Following the footsteps of Google and anticipating the need of an optimum mobile web experience, Google’s biggest rival, and the successor to MSN search, Bing will introduce its own version of “Mobile Friendly ranking Algorithm” Similar to Google, Bing will provide tools to help websites to test themselves for mobile.
While Google was profound with the date, 21st April, as the rollout of its version of “Mobile Friendly Algorithm,” Bing yet to come out with a date. Being second favourite after Google, Bing is apprehensive about a fixed date, single day rollout and rather insisting on a slower, phase-by-phase rollout. Meanwhile, it wants feedback from major webmasters. Newer features might be test run among them before a wider rollout.
Mobile Friendly Labels
Among other things, Bing was testing “Mobile Friendly Labels” among a fixed set of audience for the last couple of months. The testing went extremely successful and Bing is thinking of broad rollout, soon. Quite similar to Google, here is how Bing “Mobile-friendly” tag looks like:
Not a creative way though quite visible most of the times. With two of the best search engines joining the mobile brigade, the vows in the line of “my website is not working properly on my iPhone” will be gone if the tag is not a clear indication. The idea of promoting mobile compatible websites higher in the search results will push search marketers to adopt the idea. It’s a win-win situation for both: mobile users and webmasters.

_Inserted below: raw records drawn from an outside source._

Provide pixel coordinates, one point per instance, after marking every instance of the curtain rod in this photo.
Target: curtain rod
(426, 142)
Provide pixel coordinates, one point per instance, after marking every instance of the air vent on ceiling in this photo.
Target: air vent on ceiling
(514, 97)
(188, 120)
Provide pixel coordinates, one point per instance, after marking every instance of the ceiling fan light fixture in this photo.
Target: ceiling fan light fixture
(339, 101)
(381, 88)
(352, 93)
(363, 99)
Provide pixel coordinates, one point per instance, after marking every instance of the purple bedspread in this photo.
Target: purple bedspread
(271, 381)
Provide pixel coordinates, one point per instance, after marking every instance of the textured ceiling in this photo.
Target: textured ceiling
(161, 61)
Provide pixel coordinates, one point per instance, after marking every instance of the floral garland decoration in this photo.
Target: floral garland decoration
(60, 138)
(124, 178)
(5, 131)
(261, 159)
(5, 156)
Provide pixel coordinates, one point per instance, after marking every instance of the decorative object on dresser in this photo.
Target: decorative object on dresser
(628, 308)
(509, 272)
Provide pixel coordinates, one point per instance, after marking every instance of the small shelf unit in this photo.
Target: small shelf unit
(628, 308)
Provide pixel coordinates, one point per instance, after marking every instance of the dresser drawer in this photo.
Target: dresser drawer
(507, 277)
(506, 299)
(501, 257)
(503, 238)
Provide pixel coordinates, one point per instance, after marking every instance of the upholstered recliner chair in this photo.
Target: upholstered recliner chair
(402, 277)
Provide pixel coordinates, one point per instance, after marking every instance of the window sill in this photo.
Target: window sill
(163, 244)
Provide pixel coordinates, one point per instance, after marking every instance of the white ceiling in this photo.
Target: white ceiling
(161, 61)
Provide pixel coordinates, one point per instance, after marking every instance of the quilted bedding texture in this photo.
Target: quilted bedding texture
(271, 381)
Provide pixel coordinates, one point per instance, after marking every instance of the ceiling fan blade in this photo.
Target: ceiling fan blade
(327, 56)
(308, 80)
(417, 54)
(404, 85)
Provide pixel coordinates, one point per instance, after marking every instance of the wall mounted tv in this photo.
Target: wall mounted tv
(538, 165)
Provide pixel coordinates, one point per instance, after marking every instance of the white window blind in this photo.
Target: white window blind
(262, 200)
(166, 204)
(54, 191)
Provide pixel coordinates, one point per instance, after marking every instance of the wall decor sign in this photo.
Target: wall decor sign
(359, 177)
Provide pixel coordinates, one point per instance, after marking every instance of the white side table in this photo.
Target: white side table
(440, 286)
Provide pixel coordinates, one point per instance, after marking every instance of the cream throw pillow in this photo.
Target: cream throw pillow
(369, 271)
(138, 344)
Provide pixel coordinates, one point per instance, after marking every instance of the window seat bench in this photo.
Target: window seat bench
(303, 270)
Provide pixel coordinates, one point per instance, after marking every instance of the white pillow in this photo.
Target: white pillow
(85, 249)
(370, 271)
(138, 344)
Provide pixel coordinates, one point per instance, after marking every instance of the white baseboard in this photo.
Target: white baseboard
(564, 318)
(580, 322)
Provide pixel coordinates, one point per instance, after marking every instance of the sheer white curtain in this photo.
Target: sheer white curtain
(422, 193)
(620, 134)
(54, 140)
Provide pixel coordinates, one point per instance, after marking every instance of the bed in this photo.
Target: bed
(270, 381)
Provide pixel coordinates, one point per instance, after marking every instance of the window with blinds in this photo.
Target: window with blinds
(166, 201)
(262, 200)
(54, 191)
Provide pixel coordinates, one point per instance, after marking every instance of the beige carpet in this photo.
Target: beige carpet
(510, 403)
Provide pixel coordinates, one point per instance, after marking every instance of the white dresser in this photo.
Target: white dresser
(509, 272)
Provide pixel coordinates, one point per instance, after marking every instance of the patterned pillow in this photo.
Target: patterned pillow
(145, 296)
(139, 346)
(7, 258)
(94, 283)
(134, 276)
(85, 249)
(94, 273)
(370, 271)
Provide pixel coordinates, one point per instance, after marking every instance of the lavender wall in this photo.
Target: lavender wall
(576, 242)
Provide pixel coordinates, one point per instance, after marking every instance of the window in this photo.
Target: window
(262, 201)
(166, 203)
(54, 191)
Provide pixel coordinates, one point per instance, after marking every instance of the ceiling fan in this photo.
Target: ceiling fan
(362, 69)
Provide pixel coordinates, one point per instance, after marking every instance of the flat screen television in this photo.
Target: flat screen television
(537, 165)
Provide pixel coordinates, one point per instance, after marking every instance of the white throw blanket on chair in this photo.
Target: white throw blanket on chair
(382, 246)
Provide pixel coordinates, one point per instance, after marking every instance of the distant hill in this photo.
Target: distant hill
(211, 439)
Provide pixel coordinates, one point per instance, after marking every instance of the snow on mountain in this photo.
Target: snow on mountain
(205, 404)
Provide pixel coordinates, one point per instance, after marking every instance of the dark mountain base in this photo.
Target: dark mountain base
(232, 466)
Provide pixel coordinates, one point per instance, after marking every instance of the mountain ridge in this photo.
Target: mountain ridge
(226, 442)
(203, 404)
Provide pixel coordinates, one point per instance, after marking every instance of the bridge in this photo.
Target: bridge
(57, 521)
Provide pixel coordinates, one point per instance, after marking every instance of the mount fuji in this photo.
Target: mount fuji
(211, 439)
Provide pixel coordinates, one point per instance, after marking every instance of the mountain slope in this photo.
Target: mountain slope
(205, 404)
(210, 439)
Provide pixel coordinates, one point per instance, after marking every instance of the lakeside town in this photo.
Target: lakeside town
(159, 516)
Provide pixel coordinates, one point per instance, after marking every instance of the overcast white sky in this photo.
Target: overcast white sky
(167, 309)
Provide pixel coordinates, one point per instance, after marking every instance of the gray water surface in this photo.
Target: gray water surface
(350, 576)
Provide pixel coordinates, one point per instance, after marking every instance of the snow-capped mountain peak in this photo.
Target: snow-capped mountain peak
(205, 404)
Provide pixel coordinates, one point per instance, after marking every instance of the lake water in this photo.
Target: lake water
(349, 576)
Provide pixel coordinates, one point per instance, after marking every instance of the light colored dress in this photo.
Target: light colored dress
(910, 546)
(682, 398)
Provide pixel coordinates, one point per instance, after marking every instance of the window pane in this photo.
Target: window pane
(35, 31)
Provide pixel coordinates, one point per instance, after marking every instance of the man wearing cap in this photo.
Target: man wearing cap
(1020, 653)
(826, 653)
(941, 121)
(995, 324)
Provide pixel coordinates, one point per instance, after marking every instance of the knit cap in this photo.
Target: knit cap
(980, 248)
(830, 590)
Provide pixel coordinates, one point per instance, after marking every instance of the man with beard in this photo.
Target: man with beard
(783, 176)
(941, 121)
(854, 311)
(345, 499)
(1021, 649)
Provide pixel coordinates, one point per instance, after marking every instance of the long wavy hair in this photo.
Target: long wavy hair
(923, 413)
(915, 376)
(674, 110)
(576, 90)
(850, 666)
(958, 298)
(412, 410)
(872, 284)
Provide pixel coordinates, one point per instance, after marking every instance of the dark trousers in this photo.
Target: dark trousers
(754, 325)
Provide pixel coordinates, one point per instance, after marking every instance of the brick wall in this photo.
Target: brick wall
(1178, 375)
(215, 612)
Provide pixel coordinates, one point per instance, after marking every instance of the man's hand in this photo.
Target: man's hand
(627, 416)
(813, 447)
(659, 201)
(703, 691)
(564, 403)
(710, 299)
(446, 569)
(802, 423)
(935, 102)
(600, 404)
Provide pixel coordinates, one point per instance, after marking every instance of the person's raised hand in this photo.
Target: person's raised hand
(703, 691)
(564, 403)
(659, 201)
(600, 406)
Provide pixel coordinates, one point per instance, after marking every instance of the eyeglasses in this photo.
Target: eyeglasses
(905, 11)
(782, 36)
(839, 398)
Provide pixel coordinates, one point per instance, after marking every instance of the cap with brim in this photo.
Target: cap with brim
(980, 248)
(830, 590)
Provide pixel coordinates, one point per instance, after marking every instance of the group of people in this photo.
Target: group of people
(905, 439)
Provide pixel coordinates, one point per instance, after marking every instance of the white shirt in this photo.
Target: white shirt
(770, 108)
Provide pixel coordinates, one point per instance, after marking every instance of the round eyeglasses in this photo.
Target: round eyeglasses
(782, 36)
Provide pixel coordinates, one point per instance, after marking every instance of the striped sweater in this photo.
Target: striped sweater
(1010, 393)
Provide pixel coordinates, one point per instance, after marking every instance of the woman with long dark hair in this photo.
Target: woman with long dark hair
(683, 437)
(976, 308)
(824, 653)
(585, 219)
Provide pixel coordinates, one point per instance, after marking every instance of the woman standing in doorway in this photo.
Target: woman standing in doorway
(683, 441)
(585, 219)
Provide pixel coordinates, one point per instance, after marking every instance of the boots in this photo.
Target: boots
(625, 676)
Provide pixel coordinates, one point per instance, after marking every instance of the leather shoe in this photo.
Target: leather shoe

Relevancy is still important
Bing search will still insist on relevancy. A non-mobile friendly website with better relevancy to the search term will still rank higher than a mobile friendly, less relevant website. However, “mobile-friendly” tag will be an important signal for websites equal in relevancy as per Bing. Striking the right balance between user friendliness and relevancy is important.
How to test your website?
Following the pursuit, Bing will also launch a tool to help webmaster analyse webpages. The tool on entering a webpage’s address will scan the page and declare whether it’s mobile-friendly or not. If not, a proper route and guidelines to make it mobile-friendly will be provided in the results.
Bing’s mobile-friendly guidelines
In addition to being clickable, the buttons should be well-spaced and described to offer a comfortable operation with one’s fists without triggering wrong clicks.
A desktop-only website when loaded on a mobile requires frequent pinches, zooms and extended scrolling to navigate. The pinch and zoom desktop sites on mobile devices are not mobile friendly.
Scrolling lengthwise is acceptable to an extent for really large piece of content, however, not left or right scroll. A mobile unfriendly website when loaded on a mobile often requires frequent right, left and up and down scrolls for grabbing desired piece of content.
Flash, for example, is non-compliant mobile content that is not supported by devices post Android ICS and none of the iPhones and iPads. It should be avoided at all cost to be delivered on a mobile device. Website content incompatible with the target device will not gain mobile-friendly tag from Bing.
To receive feedback from webmasters, Bing has a separate site called Binglistens powered by uservoice. The site collects ideas to make Bing better. All the collected ideas are then put on the website, allowing user to vote for them. The ideas gaining maximum votes are added as a feature on Bing. The community is pretty active; currently 697 ideas are up for exploring. Nevertheless, only the ideas attaining maximum votes makes it to Bing.
When it comes to web searches, Google is the king without a doubt. But everybody need an alternative (don’t we?) and currently Bing is the only hindrance between Google and search monopoly. Watching it going shoulder-to-shoulder with Google in every development is a nice thing to see with “mobile friendly ranking algorithm” coming as a big step.
No matter what, together these two—biggest search engines on the planet—are making mobile web much more friendlier to the users. Not to mention, their rivalry and increasing competition, every day, making the web a better place. Without either of them in the race, the web search won’t be this useful as it’s today. The innovations in the form of the algorithm updates, keeping spammers at bay, and, with the mobile specific update, putting all the information at the tap of our screens: the brightness these search engines have brought to our life is far beyond anything we have ever imagined. There are reasons we’re brighter than our grandparents and parents. After all, The knowledge is in our hands now.